I'm so angry. I'm so sad. I'm so defeated. I feel like life is beating me down. Between the loss of my baby, the decline in my relationship, money issues, family issues, and worrying for my daughter... I can't take it anymore. I'm tired of people telling me to pray. I can't pray anymore. I'm tired of people telling me that it'll get better. When? I need relief. Gosh I just want to wake up and not have tears rolling uncontrollably down my face on my way to work. I want to smile and mean it. I want to feel safe. I want my life back. I'm afraid I'm not ever going to feel ok. Stress is physically making me sick. I don't want to do this anymore. I'm out of energy. I'm not okay.

----------


## Cuchculan

If only prayers could fix everything, we would all be out there without any problems at all. It is never that easy. That is life for you. Life right now. You are still hurting within. So every little thing will seem like it is massive. Things you once could have done without any problems at all. They will seem impossible right now. You simply need help on a professional level. Somebody who can look you straight in the eyes and tell you how you can go about dealing with things. Who will be there to help you out when you are at your lowest. Others around you won't fully understand how you are feeling. No matter what you tell them. They simply will never understand. You have to be in it and going through it to fully see how hard it is. Not something a simple prayer can fix. It will take a lot more than that. But don't give up on us. Seek out that help. It will be hard. There will be a lot more pain and tears to come. But that is all part of the healing process. You just need guidance. A direction to be pointed in. Right now you have not got that. It must seem like you against the world and the world, to you, will seem like it is winning. Please try and find that help. No matter how hard it might seem like now, there is always a road back. I won't tell you to pray. I won't pretend it will be easy. It will be the hardest battle of your life. But it can be done. Just need some belief in yourself. You will find that once you find the right kind of help.

----------


## L

I pmed you xxx

----------


## InvisibleGuy

Fwiw, you just need to feel what you're feeling right now...I think you need to grieve, and just feel what you're feeling. 
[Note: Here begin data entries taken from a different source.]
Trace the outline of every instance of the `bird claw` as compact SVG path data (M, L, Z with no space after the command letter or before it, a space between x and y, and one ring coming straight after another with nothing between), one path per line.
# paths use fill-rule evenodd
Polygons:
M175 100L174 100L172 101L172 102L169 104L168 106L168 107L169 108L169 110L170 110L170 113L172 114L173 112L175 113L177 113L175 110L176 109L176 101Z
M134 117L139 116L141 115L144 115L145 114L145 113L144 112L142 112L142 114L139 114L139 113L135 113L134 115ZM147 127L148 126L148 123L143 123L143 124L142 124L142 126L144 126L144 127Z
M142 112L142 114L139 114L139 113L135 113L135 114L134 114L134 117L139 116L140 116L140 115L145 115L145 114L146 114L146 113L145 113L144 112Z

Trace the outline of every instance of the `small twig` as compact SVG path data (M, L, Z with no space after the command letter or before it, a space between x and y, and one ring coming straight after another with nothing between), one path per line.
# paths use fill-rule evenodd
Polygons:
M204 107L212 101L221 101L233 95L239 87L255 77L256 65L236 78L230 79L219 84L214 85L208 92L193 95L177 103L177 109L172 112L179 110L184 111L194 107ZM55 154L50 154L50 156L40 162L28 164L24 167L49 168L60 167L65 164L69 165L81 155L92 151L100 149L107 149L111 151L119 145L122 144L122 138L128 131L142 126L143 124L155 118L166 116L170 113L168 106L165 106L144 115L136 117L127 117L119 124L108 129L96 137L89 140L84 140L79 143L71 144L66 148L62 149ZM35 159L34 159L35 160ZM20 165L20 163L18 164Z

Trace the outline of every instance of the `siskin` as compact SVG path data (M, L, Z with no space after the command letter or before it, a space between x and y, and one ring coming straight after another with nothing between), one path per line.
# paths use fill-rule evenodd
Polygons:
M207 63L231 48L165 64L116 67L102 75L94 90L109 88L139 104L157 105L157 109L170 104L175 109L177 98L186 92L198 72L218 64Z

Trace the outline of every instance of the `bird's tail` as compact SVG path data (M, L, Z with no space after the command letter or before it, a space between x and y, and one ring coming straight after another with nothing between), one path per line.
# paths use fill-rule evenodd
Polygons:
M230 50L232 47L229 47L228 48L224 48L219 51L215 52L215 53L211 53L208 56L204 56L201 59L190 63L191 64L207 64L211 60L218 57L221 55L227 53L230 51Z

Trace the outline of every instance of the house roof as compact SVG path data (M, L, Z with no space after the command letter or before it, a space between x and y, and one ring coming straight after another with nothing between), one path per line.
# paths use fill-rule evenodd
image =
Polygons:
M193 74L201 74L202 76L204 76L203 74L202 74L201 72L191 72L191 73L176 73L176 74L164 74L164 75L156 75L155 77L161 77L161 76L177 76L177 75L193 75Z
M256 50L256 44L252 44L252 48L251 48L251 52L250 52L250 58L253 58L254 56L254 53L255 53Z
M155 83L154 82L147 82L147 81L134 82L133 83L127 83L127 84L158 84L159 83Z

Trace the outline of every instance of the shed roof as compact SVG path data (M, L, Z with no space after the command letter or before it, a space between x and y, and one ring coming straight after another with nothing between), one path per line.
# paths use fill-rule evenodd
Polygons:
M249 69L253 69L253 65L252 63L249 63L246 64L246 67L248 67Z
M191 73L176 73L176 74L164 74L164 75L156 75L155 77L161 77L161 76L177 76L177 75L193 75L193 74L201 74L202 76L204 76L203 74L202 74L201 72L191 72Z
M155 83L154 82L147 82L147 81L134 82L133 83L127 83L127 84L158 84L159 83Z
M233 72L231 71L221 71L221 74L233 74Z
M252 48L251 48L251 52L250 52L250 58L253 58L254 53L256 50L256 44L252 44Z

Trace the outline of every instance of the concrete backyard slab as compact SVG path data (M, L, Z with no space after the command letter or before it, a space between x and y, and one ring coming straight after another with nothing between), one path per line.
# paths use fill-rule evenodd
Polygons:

Imo prayer is not going to fix everything. And the truth is...it may not get better for a while. I remember the first year after my ex-gf's suicide...and I wish I had someone there for me that told me the truth, instead of trying to sugarcoat everything, and pretend like everything was ok. The truth is, things were not ok. I was not ok. Sometimes I think it's best to just hear the truth, and feel what you feel, it is what it is. 

Your story is really heartbreaking. I hope you get help. I would get grief counseling if I was you. I'd do it today. I hope your able to grieve the loss of your child and find some peace and acceptance and try to move on.

----------